格羅斯曼:許多作家都寫孩子。我喜歡寫孩子,也喜歡給孩子寫東西。我寫孩子是因為我有回歸童年的通道??梢宰杂勺栽诘鼗氐酵?。我小時候是個精力充沛的孩子,對一切充滿了好奇,母親說我不愿意睡覺,生怕在睡覺時錯過了什么。不到四歲時,有一次家里舉行聚會,我看著大家,突然覺得大家都會死掉。我非常害怕。不敢和母親說。也許從那時開始,我就試圖理解死亡與生活是如此地接近。孩子總是在努力破解家庭、社會和語言密碼,破解世界的密碼,這些小而基本的問題大家都要面對。有一年冬至,我把三歲的長子放進(jìn)被窩,告訴他這是一年中最長的一夜。第二天早晨天剛破曉,他汗流浹背地闖進(jìn)父母房間叫道:“爸爸,媽媽,結(jié)束了!”你腳下的土地總是在顫抖,一切都讓人想去捕捉。
問:最后請談?wù)勔陨鞋F(xiàn)實生活對作家的影響?
格羅斯曼:你知道,許多以色列作家不寫政治形勢和現(xiàn)實沖突,但依然是好作家。奧茲、約書亞和我天生喜歡關(guān)注周圍的現(xiàn)實。以色列目前的形勢可能會讓許多普通人感到無法在那里生活,但對于作家來說卻是天堂。那里有許多實實在在的問題,有許多生存的悖論。一切都大于生活,一切都是故事。生活雖然有時讓人感到無法忍受,但能用希伯來語寫下這種現(xiàn)實,傳達(dá)許多代人的記憶與傳統(tǒng),確實是個恩賜。
近年來,我試圖通過政論、文章和訪談來理解以色列這種充滿沖突的現(xiàn)實。我參加了許多抗議活動和國際和平倡議。每當(dāng)巴以雙方有對話機(jī)會時,我便同我的鄰居們見面。然而,我在文學(xué)作品中幾乎從不涉及這些災(zāi)難地帶。

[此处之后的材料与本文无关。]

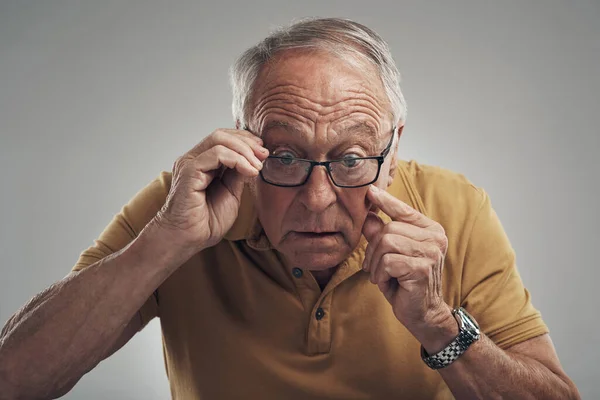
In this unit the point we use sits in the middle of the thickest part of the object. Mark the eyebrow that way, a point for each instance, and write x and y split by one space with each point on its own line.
360 128
362 132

這是因為我想寫其他的東西,也很重要的東西,難以花費時間、情感和悉心關(guān)注的東西。我寫丈夫過于猜忌妻子,寫耶路撒冷大街上無家可歸的孩子,寫沉浸在愛情白日夢中的男男女女,寫圣經(jīng)人物參孫的孤獨,寫母女之間微妙而混亂的關(guān)系,孩子和父母之間的關(guān)系。但幾年前我的次子烏銳要服兵役時,我再也不能維持原狀。我從那時起便開始直接描寫身邊的現(xiàn)實,描述外部局勢的殘酷如何干擾一個家庭,最后將其毀滅。烏銳在第二次黎巴嫩戰(zhàn)爭中死去后萌生的災(zāi)難意識影響著我的人生。記憶的力量確實巨大而沉重。然而,寫作為我創(chuàng)造了某種空間,一種我以前從未了解的情感空間。在這個空間里,死亡不再是與生命截然對立的同義語。在寫作時,我感到自己不再處在“受難者”與“侵略者”之間、沒有更為人道的第三種選擇的二元對立中。在寫作時,我是一個完整的人,在我的各個部位之間具有自然的通道,有些部位在不放棄我自己身份的情況下更為親近苦難,親近以色列敵對方所持有的正義主張。